Just last weekend we told you how Michigan was doing everything in its power to drive the few remaining manufacturers out of the state. Would the last cell leader to leave please turn off the andon light? We mentioned off-hand that they should be looking next door to Wisconsin to learn how to grow business, and now we have more evidence why.
Many manufacturers in southeastern Wisconsin are not only dealing with
global competition, but they are they’re beating it. Select
manufacturers in old-line industries such as investment casting,
injection molding, precision machining and tool-and-die making are
routinely taking business away from their Chinese competitors.

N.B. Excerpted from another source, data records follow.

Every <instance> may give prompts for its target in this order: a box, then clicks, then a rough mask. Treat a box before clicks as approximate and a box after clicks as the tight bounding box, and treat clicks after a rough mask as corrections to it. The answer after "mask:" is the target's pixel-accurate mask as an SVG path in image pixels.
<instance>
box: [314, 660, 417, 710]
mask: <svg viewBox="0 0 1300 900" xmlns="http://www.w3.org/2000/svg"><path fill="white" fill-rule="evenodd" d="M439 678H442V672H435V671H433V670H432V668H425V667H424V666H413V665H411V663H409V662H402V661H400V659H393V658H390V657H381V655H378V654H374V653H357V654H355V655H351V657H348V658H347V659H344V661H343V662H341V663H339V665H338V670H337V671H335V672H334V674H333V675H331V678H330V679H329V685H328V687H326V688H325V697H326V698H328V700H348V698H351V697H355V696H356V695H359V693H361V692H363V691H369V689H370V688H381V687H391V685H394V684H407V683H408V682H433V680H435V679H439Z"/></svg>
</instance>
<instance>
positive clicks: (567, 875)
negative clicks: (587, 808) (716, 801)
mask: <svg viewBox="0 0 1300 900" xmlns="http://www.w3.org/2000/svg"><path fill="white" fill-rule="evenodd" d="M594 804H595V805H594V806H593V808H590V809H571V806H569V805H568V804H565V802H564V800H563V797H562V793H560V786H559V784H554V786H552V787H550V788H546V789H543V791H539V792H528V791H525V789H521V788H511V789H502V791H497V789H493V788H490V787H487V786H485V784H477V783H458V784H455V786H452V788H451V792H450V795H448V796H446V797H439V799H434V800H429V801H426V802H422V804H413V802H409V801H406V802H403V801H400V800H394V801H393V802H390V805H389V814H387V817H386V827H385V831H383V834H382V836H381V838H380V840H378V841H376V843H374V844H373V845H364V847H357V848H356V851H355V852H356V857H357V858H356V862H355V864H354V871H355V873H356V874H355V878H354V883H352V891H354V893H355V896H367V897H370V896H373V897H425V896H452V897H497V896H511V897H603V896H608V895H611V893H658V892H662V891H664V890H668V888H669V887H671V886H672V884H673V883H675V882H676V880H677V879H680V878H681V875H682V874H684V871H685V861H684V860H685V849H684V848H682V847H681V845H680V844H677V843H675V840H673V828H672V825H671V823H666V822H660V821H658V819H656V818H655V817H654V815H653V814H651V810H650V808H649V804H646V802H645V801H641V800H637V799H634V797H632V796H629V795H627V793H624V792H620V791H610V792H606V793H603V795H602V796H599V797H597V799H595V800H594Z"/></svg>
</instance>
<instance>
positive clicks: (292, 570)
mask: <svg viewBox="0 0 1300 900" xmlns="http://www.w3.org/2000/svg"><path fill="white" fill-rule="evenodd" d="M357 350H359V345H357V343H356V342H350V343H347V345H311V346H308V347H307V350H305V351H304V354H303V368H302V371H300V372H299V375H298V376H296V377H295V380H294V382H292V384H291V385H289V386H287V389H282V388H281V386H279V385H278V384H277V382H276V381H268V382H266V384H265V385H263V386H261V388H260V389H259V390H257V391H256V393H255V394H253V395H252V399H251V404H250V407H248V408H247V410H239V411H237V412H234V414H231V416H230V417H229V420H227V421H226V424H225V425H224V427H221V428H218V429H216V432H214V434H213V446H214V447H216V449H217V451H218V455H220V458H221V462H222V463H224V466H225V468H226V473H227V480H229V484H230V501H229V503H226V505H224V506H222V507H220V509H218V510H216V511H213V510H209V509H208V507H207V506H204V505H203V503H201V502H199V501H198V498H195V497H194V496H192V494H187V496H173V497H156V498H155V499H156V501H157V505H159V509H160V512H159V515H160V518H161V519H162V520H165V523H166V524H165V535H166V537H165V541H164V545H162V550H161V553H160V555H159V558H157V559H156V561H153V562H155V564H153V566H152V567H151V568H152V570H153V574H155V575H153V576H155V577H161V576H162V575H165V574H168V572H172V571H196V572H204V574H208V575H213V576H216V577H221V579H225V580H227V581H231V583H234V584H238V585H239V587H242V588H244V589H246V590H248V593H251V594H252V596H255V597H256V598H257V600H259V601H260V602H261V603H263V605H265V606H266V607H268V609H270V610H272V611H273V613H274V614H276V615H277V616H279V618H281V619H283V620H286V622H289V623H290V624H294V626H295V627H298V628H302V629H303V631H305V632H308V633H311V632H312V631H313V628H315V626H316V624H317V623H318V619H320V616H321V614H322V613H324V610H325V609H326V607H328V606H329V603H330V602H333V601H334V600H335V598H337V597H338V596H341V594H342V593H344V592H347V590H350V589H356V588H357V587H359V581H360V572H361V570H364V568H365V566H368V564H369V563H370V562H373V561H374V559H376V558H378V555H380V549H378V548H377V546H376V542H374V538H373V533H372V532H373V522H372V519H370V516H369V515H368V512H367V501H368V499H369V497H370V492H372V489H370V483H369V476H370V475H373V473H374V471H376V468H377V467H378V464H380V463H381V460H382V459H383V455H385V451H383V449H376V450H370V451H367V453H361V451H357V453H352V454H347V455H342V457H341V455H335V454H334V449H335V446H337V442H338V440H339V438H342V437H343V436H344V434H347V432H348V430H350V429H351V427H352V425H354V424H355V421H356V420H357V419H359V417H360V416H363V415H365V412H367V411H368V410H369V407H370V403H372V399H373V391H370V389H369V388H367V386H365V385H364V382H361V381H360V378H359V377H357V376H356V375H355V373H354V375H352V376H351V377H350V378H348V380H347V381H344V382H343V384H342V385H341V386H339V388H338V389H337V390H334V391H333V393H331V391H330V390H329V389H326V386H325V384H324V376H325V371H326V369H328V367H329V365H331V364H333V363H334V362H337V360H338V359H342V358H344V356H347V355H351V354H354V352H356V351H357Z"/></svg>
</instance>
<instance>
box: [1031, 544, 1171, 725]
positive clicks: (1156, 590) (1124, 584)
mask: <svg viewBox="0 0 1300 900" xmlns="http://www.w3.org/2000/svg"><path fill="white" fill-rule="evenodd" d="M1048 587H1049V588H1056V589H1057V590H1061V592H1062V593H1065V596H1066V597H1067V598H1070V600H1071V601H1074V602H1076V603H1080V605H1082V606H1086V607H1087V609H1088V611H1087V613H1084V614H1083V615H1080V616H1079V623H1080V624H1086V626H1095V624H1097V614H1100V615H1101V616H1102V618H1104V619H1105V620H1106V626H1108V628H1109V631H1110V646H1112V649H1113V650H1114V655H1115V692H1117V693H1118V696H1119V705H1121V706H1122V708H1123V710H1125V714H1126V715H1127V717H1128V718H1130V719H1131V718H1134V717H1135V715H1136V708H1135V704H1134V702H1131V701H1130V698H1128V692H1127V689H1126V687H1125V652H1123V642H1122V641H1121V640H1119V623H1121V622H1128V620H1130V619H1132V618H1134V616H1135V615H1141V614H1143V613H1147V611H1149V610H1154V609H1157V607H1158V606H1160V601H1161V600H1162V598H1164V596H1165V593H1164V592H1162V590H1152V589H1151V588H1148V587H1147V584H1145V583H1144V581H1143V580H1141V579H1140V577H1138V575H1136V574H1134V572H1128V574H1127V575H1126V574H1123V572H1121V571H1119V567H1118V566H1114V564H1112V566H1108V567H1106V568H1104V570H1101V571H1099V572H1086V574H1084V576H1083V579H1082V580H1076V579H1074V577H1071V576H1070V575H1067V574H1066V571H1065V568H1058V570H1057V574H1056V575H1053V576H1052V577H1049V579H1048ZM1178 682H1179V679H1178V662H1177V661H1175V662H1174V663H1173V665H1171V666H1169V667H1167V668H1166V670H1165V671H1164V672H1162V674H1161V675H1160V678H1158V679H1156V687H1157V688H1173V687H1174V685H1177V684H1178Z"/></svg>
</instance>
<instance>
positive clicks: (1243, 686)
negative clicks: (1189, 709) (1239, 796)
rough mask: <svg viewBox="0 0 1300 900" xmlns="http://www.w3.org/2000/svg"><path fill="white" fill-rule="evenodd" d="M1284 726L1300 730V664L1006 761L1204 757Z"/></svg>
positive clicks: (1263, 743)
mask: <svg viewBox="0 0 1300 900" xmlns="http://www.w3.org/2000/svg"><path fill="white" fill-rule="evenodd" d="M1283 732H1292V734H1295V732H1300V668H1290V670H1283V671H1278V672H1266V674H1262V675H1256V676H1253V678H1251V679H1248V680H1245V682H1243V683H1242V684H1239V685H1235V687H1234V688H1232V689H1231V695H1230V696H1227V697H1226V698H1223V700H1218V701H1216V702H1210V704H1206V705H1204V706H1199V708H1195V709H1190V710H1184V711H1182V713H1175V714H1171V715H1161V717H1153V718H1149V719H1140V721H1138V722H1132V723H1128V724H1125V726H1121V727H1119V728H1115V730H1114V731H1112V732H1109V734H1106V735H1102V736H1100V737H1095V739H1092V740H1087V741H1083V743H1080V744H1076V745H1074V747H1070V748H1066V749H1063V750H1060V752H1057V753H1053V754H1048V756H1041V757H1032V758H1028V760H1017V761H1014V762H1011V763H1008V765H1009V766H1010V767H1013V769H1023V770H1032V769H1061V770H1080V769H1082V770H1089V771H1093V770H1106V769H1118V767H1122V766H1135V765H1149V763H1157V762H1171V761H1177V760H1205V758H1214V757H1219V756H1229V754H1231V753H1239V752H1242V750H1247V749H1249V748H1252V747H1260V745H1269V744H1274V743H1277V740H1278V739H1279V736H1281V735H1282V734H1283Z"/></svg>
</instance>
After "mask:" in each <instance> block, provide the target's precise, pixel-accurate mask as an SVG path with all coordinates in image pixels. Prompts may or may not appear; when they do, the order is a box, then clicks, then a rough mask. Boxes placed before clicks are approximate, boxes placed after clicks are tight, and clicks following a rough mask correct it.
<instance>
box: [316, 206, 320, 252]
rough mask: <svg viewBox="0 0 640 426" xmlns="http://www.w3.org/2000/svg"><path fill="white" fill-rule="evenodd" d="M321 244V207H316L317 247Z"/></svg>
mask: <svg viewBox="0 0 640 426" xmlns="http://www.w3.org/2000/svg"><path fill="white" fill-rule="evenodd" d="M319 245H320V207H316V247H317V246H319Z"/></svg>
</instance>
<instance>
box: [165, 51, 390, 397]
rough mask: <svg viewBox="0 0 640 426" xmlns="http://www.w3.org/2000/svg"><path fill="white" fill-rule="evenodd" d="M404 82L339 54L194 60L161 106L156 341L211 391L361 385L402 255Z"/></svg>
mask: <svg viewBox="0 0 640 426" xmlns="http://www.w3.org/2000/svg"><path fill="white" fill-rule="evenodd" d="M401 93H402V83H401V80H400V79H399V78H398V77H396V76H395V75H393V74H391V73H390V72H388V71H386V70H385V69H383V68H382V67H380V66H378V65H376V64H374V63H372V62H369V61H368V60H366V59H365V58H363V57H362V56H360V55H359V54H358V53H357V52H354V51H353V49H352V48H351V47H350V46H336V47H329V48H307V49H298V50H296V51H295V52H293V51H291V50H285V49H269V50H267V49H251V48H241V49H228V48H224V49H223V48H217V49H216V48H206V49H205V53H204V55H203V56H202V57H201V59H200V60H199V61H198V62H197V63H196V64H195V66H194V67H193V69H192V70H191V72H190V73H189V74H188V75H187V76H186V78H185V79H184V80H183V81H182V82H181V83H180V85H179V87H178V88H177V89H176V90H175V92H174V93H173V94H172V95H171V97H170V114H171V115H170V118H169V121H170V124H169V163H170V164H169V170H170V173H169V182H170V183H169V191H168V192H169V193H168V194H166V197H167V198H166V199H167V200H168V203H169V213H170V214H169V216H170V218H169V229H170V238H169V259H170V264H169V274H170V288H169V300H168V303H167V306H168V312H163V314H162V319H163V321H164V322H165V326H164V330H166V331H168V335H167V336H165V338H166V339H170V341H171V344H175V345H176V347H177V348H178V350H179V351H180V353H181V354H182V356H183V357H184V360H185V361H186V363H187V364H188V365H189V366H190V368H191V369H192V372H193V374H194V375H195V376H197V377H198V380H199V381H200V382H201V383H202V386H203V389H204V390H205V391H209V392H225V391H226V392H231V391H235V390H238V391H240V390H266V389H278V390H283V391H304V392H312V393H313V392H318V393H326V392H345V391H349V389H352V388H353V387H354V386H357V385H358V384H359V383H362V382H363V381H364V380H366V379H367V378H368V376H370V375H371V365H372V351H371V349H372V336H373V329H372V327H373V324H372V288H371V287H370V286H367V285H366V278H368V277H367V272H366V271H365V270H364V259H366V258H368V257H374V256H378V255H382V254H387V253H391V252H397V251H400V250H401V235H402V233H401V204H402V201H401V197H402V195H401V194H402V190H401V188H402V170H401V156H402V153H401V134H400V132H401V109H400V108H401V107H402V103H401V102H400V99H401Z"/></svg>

Good for them. How are they doing it?
To effectively compete, many Wisconsin manufacturers have
transformed their operating models using the principles of lean
manufacturing, automation, quality assurance and control, just-in-time
delivery, innovation and technology, said Mike Klosinski, executive
director of the Wisconsin Manufacturing Extension Partnership (WMEP), a
private, nonprofit organization dedicated to the growth and success of
Wisconsin manufacturers.“Many Wisconsin manufacturers have not sat still (in recent) years,”
Klosinski said. “Putting in place lean (principles) has been the
biggest strategy. And by taking on more services around their product,
understanding their customers’ customers and being more innovative and
creative about developing new products, they’ve turned into value
suppliers. As a result, those companies’ large customers are electing
to source with someone they can trust instead of sourcing overseas.”
An example?
Signicast [investment castings] has seen significant work increases, said Robery
Schuemann, executive vice president. And much of that work is coming
back from China.“We are definitely feeling the boomerang effect,” Schuemann said.
“The playing field is changing. Many of the rebates given to Chinese
manufacturers have been taken away. The yuan (the Chinese dollar) has
gone up, and labor costs have gone up there. You’re seeing the people
that went there for price coming back for quality, delivery and price.”
Yes, price. In the past companies have competed against supposedly lower-cost offshore manufacturers by promoting quick delivery and high quality. Now thanks to rising foreign labor costs, a weaker dollar, and especially internal process improvements, you can compete on price from U.S. factories.
But now I’m going to shift gears and say this isn’t that great of a story after all. I do have one major drub against the various companies mentioned in the article: almost all of them have leveraged large amounts of automation. Automation can be a good tool when applied properly, but it can also be dangerous in the long term.
Plastic Components Inc., a manufacturer of injection molded plastic components based in Germantown, competes directly with the Chinese and other emerging markets. The company produces components that are used in a wide variety of manufactured products and has customers around the globe.
“We can go head-to-head with any molder in the universe with our universe,” said Thomas Duffey, president of Plastic Components.
“When we started the company in 1989, the concept was a fully automated plant. The idea was to take human involvement out, and taking cost and variability out.”
Ah yes, the dream of the "lights out" plant. Companies have been chasing that concept for decades. Some have woken up to the reality that it can’t be done but still try to get as non-human as they can. Humans, in their view, simply create "cost and variability."
Others, when they get their noses out of traditional P&L’s and balance sheets, come to a different realization. Humans actually add value. Knowledge, experience, creativity, and ideas are worth something. Processes and methods create variability, not necessarily humans. And robots can simply "automate waste."
Last time I checked, a robot working in a lights out facility had never submitted an improvement suggestion. Meanwhile a lot of Chinese workers, even with increasing labor rates, are working to improve their operations. Who will be around in another ten years?
L. Zoel says
fortunately, robots will never replace people. We still need people to build/design/maintain the robots. Robots are simply another tool, they enable humans to work more efficiently and create more value. With repetitive tasks being automated, people have more freedom to exercise their creativity seeking out new solutions. Ultimately, the struggle is not humans vs. automation, but humans using automation to make humans better workers.